The Offensive Line: The blocking was not good, for starters. Jay didn’t get sacked until later in the game, but he got hit a bunch of times. They also started to get tired, falling apart in the fourth quarter and letting Jay take some really bad hits that resulted in him being taken out of the game. I haven’t heard yet whether he was hurt or not, but I think they were just being safe in a doomed effort. What was even worse than the blocking, though, was the penalties. Matt Forte breaks off a 36-yard run and they give 15 of it back on consecutive penalties. These guys have killed more drives than Walter Sobchak, and they apparently have no answer for it.



THE UGLY
Receivers not named Marshall: It is not that hard to catch a fucking football. Hester dropped the game-tying TD pass, as well as a couple others. Alshon dropped a TD, which is partially offset because he caught one but still. Kellen Davis dropped a couple of key passes. Jay had a pretty average game, but I think he would’ve been far better if his receivers hadn’t all accidentally glued their fingers together in the locker room. I don’t know why this team has such a hard time closing their hands around flying footballs, but we should consider not paying them millions of dollars to do so if they can’t.

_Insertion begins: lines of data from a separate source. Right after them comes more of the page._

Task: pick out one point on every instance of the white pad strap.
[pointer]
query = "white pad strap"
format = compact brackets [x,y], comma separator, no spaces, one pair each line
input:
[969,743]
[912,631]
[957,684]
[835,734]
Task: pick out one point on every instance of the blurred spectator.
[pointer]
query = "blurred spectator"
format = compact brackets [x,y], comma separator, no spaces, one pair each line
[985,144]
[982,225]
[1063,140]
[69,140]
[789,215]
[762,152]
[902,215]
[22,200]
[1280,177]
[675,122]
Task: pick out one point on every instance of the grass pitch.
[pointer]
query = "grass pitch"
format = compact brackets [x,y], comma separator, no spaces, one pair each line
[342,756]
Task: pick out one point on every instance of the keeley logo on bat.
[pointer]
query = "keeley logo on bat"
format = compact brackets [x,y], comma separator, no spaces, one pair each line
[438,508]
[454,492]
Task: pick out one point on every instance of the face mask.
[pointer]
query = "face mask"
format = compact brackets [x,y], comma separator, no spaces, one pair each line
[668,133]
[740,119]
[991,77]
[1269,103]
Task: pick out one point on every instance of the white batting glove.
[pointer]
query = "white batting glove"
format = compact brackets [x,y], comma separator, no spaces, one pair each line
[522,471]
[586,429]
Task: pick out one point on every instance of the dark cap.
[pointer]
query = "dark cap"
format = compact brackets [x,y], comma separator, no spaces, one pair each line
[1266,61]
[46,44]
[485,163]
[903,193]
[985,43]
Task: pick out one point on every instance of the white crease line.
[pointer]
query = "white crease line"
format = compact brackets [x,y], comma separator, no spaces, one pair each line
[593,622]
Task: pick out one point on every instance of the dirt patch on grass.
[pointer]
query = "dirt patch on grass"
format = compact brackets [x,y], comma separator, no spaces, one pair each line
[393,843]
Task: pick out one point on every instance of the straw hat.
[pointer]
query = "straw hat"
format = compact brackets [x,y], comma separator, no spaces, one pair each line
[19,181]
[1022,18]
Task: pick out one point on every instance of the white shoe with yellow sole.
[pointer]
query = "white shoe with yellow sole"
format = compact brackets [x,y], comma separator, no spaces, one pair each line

Kellen Davis: How is this asshole not on waivers yet? Evan Rodriguez is better at every facet of the game, and Matt Spaeth can at least block. Kellen is three times the size of every defensive back on the field and he somehow loses yards every time he gets tackled. He apparently doesn’t have the ability to jump, something that would be very nice when passes are one inch above him. And that’s when he can catch a pass at all. Hellboy does less damage with stone hands than Kellen Davis.

Officiating: In a play that might have changed the game entirely, Christian Ponder got demolished in the pocket and dropped the ball on the way down. Approximately ¼ of a second after the hit, the ball was rolling and the Bears picked it up and ran with it. The refs, somehow, decided to call forward progress and call it a sack. As Tank pointed out, it was intentional grounding at best, since Ponder’s arm was moving forward as he fell. A Vikings DB threw Alshon down during the first interception (the one directly caused by Alshon being on the ground). There was a phantom hold in the 4th, but multiple no-calls on far more obvious plays. I don’t know what it’s going to take for them to decide there needs to be a more clear-cut PI rule, but it’s starting to get out of hand.

We’ve got the Packers coming up, and I’m a lot less optimistic about that game now than I was at 11:30 this morning. The Cardinals and Lions are still the Cardinals and Lions, but again… it’s hard to be optimistic after a day like today. The pieces are coming apart instead of coming together. Even if the playoffs are within easy reach, the second round is rapidly slipping out of their grasp. We need some answers, and we need them fast.

2 comments:

Dan said...

8-5 not 9-4

Erik said...

Apologies. I've fixed it now. Thanks!